El veterano de los Golden State Warriors aseguró recientemente que no se arrepiente de haber peleado con ningún jugador a lo largo de su trayectoria, aunque sí reconoció que uno de esos incidentes tuvo consecuencias directas fuera de la liga.
Draymond Green señaló que el golpe propinado a Jusuf Nurkić la pasada temporada fue, a su juicio, el factor determinante para que no fuera incluido en el roster del equipo de Estados Unidos el año pasado. Si bien no cuestionó públicamente la decisión del cuerpo técnico, dejó entrever que aquel momento marcó su imagen en un contexto donde la disciplina y la conducta pesan tanto como el talento.
El ala-pívot, conocido por su intensidad extrema y carácter competitivo, explicó que nunca ha sido un jugador que rehúya el contacto o las confrontaciones. Para Green, ese fuego interno ha sido parte esencial de su éxito, ayudándolo a construir una carrera marcada por campeonatos, liderazgo defensivo y una influencia que va más allá de las estadísticas.
Sin embargo, también admitió que ese mismo temperamento ha tenido un costo. El incidente con Nurkić, ampliamente difundido y criticado, terminó reforzando la percepción negativa que algunos sectores tienen sobre su comportamiento, especialmente en escenarios donde se exige representar a todo un país.
A pesar de ello, Draymond Green no mostró señales de arrepentimiento ni intención de cambiar su esencia. En sus palabras, ha aprendido a aceptar las consecuencias de ser quien es, incluso cuando estas afectan oportunidades como vestir el uniforme del Team USA, un honor que pocos jugadores alcanzan.

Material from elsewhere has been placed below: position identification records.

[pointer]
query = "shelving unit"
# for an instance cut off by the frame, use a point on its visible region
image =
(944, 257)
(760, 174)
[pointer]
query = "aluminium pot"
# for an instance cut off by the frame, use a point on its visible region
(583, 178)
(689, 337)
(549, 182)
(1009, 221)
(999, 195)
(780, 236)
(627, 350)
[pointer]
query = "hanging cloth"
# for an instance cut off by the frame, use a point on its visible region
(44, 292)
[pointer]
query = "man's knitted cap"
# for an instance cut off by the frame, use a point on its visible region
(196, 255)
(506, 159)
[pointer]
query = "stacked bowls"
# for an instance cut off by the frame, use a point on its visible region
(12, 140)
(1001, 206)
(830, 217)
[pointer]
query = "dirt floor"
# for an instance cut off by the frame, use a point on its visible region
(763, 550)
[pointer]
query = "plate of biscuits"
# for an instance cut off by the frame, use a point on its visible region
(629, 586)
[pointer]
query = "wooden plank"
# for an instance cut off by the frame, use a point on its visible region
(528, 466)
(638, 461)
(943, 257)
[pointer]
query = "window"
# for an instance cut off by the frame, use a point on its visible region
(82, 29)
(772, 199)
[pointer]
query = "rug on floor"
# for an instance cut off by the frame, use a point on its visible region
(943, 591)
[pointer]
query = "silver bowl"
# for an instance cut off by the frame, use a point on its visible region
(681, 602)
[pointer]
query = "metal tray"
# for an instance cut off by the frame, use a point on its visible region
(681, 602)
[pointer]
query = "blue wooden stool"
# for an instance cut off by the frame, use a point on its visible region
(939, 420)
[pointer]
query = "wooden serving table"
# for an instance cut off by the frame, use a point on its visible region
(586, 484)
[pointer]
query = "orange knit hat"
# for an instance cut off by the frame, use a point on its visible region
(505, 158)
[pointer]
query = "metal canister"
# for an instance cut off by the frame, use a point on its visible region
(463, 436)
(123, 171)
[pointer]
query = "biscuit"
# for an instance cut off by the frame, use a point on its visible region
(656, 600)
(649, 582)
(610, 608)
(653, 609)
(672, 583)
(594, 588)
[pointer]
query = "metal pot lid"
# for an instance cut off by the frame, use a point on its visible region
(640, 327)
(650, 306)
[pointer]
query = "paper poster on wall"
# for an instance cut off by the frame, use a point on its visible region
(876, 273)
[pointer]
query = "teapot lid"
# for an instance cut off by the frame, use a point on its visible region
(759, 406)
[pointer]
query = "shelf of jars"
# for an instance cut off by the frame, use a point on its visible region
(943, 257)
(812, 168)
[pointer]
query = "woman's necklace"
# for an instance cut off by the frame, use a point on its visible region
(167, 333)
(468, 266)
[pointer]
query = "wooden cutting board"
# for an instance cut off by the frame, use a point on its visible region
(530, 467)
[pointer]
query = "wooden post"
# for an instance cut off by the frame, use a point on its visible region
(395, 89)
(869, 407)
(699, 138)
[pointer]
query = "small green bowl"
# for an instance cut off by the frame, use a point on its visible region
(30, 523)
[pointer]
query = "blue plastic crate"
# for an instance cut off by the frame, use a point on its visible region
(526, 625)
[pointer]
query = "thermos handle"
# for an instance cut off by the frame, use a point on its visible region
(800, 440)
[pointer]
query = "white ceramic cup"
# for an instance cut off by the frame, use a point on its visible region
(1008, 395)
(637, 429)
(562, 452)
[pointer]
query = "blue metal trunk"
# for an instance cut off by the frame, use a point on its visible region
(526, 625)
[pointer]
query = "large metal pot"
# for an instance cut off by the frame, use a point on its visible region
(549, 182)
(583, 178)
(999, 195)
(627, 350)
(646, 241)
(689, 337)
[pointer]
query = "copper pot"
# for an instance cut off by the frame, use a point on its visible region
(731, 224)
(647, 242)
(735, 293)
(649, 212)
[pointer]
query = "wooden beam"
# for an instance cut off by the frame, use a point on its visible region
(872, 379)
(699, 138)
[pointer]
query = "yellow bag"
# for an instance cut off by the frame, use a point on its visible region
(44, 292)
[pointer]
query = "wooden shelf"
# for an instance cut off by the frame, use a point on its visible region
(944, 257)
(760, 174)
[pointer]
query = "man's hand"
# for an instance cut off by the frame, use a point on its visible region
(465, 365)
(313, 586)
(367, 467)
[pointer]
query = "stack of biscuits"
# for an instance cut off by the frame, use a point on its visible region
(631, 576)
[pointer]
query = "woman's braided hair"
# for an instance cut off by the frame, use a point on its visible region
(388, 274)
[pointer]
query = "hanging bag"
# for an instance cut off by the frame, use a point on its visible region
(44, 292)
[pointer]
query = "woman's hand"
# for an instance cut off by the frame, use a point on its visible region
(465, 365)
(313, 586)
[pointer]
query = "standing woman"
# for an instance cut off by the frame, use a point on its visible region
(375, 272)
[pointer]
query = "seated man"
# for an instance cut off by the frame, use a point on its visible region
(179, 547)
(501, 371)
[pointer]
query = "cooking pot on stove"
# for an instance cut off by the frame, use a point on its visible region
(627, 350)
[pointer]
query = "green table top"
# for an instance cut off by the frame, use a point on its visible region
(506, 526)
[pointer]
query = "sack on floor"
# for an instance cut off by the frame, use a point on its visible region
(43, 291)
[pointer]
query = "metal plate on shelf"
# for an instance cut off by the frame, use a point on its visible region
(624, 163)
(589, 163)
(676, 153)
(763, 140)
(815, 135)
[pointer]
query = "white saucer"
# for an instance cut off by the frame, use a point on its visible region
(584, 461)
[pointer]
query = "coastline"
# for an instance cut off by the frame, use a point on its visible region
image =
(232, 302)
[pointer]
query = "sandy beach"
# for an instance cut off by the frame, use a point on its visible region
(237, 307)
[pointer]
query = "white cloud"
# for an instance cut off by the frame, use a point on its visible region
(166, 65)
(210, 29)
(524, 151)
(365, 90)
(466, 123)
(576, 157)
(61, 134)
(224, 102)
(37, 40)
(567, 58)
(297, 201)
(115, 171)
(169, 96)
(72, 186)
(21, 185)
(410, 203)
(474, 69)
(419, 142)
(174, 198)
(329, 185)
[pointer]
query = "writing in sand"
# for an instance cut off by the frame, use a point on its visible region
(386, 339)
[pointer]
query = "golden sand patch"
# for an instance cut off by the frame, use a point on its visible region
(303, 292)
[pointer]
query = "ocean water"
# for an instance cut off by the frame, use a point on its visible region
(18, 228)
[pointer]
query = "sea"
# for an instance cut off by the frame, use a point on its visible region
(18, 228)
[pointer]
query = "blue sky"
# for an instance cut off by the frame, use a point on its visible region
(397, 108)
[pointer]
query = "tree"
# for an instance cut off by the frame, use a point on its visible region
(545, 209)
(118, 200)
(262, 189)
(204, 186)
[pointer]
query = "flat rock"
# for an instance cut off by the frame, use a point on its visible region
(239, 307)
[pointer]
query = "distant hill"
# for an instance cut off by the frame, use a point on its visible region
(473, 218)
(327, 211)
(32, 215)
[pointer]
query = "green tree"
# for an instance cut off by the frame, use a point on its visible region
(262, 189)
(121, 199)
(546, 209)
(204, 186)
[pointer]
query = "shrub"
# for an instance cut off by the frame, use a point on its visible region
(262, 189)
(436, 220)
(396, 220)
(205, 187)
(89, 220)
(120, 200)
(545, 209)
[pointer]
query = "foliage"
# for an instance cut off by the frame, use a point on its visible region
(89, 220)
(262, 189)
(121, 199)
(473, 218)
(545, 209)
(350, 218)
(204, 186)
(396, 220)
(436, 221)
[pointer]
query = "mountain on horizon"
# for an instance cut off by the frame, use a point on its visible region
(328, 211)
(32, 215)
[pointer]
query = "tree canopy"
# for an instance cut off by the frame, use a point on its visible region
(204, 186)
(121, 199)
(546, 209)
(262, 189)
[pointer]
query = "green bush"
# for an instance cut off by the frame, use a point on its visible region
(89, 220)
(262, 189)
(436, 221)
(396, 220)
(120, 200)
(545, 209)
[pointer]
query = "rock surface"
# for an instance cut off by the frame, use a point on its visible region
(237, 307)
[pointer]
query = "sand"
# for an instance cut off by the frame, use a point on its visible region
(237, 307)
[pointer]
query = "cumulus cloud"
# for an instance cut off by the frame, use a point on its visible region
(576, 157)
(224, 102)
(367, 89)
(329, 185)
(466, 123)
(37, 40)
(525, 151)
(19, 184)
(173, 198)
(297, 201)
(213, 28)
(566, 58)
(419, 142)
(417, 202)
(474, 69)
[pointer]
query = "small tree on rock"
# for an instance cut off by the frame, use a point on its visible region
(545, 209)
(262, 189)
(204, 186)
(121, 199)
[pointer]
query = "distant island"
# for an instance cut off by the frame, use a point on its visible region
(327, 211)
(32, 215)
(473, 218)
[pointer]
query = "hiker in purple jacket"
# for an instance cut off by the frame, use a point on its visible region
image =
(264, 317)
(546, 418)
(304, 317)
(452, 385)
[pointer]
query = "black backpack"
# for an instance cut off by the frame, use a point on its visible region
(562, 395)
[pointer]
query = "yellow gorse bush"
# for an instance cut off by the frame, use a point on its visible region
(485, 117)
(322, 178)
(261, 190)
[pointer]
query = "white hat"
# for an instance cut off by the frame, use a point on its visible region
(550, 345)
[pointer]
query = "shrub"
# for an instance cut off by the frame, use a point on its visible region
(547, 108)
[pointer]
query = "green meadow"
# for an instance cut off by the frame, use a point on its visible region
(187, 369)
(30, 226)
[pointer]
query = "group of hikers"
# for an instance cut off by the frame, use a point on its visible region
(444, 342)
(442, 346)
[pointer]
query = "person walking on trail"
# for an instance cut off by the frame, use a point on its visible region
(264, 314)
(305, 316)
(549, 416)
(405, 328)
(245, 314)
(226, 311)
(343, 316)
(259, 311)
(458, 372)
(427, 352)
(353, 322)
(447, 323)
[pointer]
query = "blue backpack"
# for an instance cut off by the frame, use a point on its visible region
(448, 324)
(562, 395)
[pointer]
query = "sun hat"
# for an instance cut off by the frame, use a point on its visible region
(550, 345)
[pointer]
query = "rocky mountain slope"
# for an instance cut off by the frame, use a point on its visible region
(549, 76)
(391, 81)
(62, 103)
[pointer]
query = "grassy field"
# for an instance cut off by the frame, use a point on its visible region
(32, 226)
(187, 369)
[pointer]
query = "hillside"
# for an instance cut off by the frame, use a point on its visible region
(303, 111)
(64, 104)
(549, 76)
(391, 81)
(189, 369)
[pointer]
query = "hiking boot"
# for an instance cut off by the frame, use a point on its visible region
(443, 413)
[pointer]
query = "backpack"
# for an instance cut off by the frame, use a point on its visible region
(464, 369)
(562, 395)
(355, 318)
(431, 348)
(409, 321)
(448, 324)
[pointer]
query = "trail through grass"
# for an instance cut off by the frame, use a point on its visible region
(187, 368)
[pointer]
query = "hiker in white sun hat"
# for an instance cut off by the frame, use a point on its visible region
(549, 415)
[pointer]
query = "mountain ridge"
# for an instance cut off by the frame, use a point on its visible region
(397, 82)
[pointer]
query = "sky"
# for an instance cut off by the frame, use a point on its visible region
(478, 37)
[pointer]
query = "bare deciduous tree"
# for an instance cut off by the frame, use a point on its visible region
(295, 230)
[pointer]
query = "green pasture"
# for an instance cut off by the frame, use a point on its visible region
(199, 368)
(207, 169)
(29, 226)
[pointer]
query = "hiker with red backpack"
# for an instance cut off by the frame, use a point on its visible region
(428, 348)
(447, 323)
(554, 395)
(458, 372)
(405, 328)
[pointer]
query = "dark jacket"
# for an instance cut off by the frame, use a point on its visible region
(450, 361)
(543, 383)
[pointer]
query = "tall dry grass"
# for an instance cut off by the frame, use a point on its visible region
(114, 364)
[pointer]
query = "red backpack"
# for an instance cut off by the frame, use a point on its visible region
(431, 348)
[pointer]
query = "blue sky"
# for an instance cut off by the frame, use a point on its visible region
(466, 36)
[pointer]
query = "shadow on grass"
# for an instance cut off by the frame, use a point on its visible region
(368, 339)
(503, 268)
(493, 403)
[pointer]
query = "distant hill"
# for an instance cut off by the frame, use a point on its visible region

Las declaraciones de Draymond Green reavivan el debate sobre su legado: un competidor feroz, clave en la dinastía de los Warriors, pero también una figura constantemente envuelta en la controversia. Para bien o para mal, su nombre seguirá ligado a la intensidad, el conflicto y la convicción de que jamás pedirá disculpas por jugar al límite.